Perry: It’s been a weird experience, because over the years we’ve had to work so hard to convince students that medieval people were often not just reacting from fear, but also trying to make sense of the Black Death within the framework of the world as they understood it; that both medieval science and medicine AND the violence against Jews or the flagellants are equally part of the medieval response to pandemic, and that we aren’t so different — although we do know more about germs!
I think living through the Covid pandemic in all its responses, failures, scapegoating, religious outbursts, violence, profiteering, heroic medicine, infrastructure failures, communal solidarity and communal collapse, etc., has made it more important to teach the history of pandemics, and perhaps easier to convince students to view the Black Death with complexity.

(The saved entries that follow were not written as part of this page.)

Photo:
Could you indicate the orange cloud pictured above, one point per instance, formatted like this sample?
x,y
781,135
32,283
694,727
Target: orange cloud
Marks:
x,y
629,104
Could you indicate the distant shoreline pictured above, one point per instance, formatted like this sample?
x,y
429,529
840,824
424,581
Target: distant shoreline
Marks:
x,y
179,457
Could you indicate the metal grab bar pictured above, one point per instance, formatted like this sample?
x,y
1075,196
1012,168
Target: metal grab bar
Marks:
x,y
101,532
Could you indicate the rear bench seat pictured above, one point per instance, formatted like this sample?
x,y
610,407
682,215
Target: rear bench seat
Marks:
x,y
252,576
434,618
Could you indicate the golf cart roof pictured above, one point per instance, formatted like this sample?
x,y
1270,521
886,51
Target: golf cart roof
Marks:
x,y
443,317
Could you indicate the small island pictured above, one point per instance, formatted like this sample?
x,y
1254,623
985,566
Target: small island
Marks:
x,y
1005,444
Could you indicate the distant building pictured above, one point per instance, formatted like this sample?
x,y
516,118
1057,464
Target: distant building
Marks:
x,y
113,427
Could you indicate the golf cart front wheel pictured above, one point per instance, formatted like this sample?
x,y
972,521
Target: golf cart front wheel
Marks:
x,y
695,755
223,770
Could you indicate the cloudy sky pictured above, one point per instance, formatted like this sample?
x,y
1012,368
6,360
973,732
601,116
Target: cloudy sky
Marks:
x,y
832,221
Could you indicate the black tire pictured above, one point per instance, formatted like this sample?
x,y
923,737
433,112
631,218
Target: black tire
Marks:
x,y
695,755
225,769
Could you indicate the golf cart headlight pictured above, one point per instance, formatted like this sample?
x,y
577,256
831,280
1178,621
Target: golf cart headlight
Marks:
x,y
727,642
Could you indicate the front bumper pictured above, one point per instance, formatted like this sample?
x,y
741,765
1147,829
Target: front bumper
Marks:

But also, as Monica Green pointed out to us, the second plague pandemic lasted for centuries. Because that’s what diseases do as they move through populations if left unchecked. This doesn’t fill us with optimism.
Camacho: If you could hang out with two figures from the Middle Ages, who would they be and why?
Perry: I remain obsessed with Enrico Dandolo, a Venetian doge who in his 90s, while blind, led the Venetian forces on the Fourth Crusade in 1204 that resulted in the conquest of Constantinople. It’s not that Enrico was a nice guy or the most brilliant or anything — I’d be delighted to sit with Maimonides in medieval Cairo if he found me worthy to hang out and listen quietly — but I have a number of questions for Enrico that I’d badly like answered.
Gabriele: I don’t really like a whole lot of the people we talk about! I guess if I had to choose though, it’d be Marie de France. I just absolutely adore her short and fabulous collection of stories, Lais, and she seems to have such a fierce intellect and biting humor. Plus, we really don’t know much about who she was, so having a drink and hearing her stories in person would be really kind of amazing.